As an ultimate irony, the children were placed in the “Unaccompanied Children” program administered by the federal Office of Refugee Resettlement (ORR). ORR was created to provide a humanitarian response to refugees arriving here in America, and the Unaccompanied Children’s program was for children who were truly arriving alone and needed temporary care — the very opposite of what President Trump turned it into. I know this all too well, because I ran that program during the first years of the Obama administration.
As I write this, nearly 15,000 migrant children are being held at shelters across the country. Conditions in some of the massive, hastily erected shelters are reportedly deplorable, including overcrowding, abuse and filth. Most recently, an 8-year-old boy, Felipe Alonzo-Gomez, and a 7-year-old girl, Jakelin Caal Maquin, both from Guatemala, tragically died while in U.S. custody at the southern border. And, some asylum-seekers have been degradingly stamped with numbers on their arm, reminiscent of another disgraceful era.
As commissioner of the New York City Administration for Children’s Services (ACS), I can tell you that the trauma these children will have to overcome is immense and inexcusable.
With our partners in the de Blasio administration and the nonprofit community, we at the ACS both condemned the separation policy and worked to ensure that health care, mental health counseling, legal assistance and other supportive services were provided to the estimated 300 children who were brought to New York after being separated from their parents at the border last summer. This was a priority for ACS because, as a child welfare agency, our mission is to ensure that children are safe, healthy and supported, and that’s what we do every day.
Some have suggested that our response to this crisis was in contrast to the day-to-day work we do to make sure that New York City’s children are safe, because that work can require that we remove children from dangerous homes and place them in foster care for their own safety. We firmly believe that children belong with their parents, whether in New York City, at the border or anywhere else. The only exceptions are instances where children face imminent risk from abuse or neglect — that is, in situations where parents are endangering their children, not trying to protect them from danger.
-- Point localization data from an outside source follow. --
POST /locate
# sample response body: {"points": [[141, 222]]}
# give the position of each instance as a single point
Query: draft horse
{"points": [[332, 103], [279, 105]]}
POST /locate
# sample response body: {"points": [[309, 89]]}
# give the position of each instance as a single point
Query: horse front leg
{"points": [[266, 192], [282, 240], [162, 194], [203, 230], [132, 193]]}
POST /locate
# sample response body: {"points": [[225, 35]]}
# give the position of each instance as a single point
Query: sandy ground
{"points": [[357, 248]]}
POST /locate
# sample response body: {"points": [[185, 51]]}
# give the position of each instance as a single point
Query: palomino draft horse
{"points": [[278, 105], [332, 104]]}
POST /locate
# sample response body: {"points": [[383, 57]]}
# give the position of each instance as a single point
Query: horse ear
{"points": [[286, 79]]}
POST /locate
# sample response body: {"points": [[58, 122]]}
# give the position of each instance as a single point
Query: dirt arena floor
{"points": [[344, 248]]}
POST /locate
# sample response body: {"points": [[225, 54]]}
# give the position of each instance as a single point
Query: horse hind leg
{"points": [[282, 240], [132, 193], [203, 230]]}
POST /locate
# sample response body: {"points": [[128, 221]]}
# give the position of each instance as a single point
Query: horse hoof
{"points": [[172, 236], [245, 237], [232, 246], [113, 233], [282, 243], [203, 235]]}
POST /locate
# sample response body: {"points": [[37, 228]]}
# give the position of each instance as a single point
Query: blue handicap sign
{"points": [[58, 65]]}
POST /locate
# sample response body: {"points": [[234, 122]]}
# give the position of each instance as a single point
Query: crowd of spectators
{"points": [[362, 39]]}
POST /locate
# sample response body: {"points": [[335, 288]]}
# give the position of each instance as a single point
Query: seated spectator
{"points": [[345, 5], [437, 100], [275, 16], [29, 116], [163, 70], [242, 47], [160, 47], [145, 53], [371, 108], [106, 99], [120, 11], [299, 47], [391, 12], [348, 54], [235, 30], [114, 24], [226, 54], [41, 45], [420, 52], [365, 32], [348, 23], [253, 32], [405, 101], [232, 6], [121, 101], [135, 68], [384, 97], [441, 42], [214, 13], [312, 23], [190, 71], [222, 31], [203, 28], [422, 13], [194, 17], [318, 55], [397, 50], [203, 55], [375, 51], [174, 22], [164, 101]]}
NY keeps most troubled families together
Even in the vast majority of situations when abuse or neglect may be present, we are able to keep families together by providing supportive services to parents. Last year, more than 19,000 families received these “preventive” services and supports targeted to the family’s individual needs and issues, whether substance abuse, mental health, domestic violence or others. Our deep commitment to supporting and strengthening families in the community through prevention services has allowed the city to reduce the number of children in foster care to a historic low of under 8,500 — a momentous shift from nearly 50,000 just 25 years ago. The decline in our foster care population has continued in recent years even as national foster care caseloads have increased since 2012, due principally to the opioid epidemic.
All child welfare agencies take action to place children in foster care when absolutely necessary, but in New York City, we do so under strictly controlled circumstances: when a child is in imminent risk of serious harm, a parent or caretaker is unable or unwilling to protect the child from that harm, no less extreme interventions would keep a child safe and the danger to the child exceeds the trauma associated with separation. Conversely, we make every effort to keep parents and children together whenever safely possible to do so.
Child welfare practice is, at its core, about protecting children and strengthening families. Our goal at ACS is to do both, and we believe that in the vast majority of families we encounter, both these goals are achievable in unison.
The federal government’s separation policy, by contrast, violates every fundamental principle of child welfare practice by endangering children’s well-being for the sole purpose of punishing their parents. That is why we will continue to condemn it, as we continue our work to protect New York City’s children and support their families.
David A. Hansell is commissioner of the New York City Administration for Children’s Services and has served as a consultant to nonprofit, government and philanthropic organizations, most recently as head of KPMG’s Human & Social Services Centre of Excellence. From 2009-11, he served as acting assistant secretary and principal deputy assistant secretary for the Administration for Children and Families in the U.S. Department of Health and Human Services.